Le schéma du modèle avec lequel vous travaillez grace à Entity Framework est défini dans un fichier XML, ce qui lui permet sa flexibilité et son indépendance face à la base de données.
Visual Studio 2008 : boîte à outil du développeur
Je ne pense pas vous apprendre grand chose en affirmant ici que Visual Studio est et restera l'outil du développeur. En revanche, il tend à devenir l'outil collaboratif par excellence en matière de gestion de projet. Eric Le Loc'h et Noham Choulant qui co-annimaient cette session ont commencé par un tour d'horizon rapide sur l'offre Visual Studio Team System.Du développeur au DBA, en passant par le tester ou l'architecte l'IDE se veut la solution en matière de travail collaboratif. Le tout étant aggrégé dans un serveur central : Team Foundation Server.
La session s'est ensuite orienté sur un aspect encore trop peu connu du monde du développement : les tests unitaires. En effet, c'est au travers de nombreuses démonstrations qu'Eric et Noham nous ont montré la puissance de Visual Studio dans ce domaine. Analyse statique, métrique de code, tests de méthodes (résultat, temps d'éxécution...) une bonne partie a été passée en revue!
Visual Studio propose en effet des outils permettant de faire du profiling et du suivi sur vos applications, notamment la possibilité de programmer des tests unitaire sur Team Foundation Server pour vérifier qu'un test ayant été réussi le soit toujours au fil du temps. Les deux protagonistes ont aussi insister sur la qualité des données fournies lors des tests. C'est ici qu'intervient la notion de couverture de code. En effet, un test peut être réalisé avec succès, mais ce résultat ne sera fiable que si la couverture du code tend vers les 100%, c'est à dire que toutes les parties du code (conditions, switch...) ont été testées. Pour cela Visual Studio offre un outil, Data Generation Plan, permettant de générer des données dans vos bases afin de rendre les tests plus réalistes et plus complets.
Eric Le Loc'h a aussi rappelé les annonces faites au début du mois, notamment la sortie futur de Visual Studio 2010 (qui proposera un exécutable de testing en WPF plutot que d'avoir à installer l'artillerie lourde sur des postes clients) mais aussi le choix de Microsoft de fusionner les éditions Team System Developper Edition et Team System Database Professional.

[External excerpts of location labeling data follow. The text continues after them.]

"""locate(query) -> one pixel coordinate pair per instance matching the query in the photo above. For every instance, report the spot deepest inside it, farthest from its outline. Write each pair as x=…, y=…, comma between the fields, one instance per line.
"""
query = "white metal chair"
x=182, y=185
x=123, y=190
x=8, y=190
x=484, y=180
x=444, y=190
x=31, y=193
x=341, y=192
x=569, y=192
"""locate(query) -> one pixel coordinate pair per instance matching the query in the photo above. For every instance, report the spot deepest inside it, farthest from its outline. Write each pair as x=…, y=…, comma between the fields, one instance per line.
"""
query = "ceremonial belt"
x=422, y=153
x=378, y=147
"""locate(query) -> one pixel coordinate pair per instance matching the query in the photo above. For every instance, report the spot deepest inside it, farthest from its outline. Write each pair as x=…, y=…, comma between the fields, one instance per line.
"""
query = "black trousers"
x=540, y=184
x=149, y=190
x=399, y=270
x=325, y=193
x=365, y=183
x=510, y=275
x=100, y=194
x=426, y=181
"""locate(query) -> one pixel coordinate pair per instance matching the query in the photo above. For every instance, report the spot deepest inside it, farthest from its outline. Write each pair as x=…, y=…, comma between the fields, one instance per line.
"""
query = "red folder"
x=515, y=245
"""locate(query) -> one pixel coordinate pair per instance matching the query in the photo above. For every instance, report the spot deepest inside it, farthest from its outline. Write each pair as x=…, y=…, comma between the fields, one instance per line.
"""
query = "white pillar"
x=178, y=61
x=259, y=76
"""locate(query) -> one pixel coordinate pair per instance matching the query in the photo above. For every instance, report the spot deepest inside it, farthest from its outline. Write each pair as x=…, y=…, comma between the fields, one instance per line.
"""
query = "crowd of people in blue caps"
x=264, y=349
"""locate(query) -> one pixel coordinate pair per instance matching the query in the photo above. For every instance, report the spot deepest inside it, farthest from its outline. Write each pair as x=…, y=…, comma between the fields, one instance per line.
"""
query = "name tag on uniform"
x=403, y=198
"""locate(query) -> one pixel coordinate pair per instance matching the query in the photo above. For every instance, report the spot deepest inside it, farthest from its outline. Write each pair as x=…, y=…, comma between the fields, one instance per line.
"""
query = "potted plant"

Première application avec Silverlight 2
Animée par Pierre Lagarde, cette session m'a beaucoup intéressée. En effet, je n'avais jamais réellement vu à quoi ressemble Silverlight 2 et je ne possédait qu'un bref aperçu de la technologie en version 1, qui dans mon souvenir reposait sur le langage JavaScript. Je dois avouer avoir été agréablement surpris par Silverlight, pour ne pas dire conquis. Ayant fait pas mal de WPF cet été et m'orientant de plus en plus vers le web, je me suis vraiment retrouvé dans cette technologie.
La session à surtout été pratique (logique vu son nom, vous me direz
). Il a bien évidemment été rappelé la sortie de Silverlight 2 en RTW la semaine dernière ce qui devrait inciter le monde professionnel à s'y mettre, ayant à présent en possession une version stabilisée. En soit la technologie ne semble pas compliquée. On installe les Silverlight Tools for Visual Studio SP1, on crée notre projet Silverlight, et l'on se retrouvre à manipuler des interfaces graphiques en XAML (via Visual Studio 2008 SP1 ou Expression Blend 2 SP1) et du code behind en C# (pour ma part).
Pour conclure, je dirai que ce fût une après-midi très intéressante et enrichissante. Pas forcément au niveau technique pur, les sessions n'étant pas très poussées, mais au niveau vue d'ensemble des possibilités offertes par la plateforme Microsoft .NET.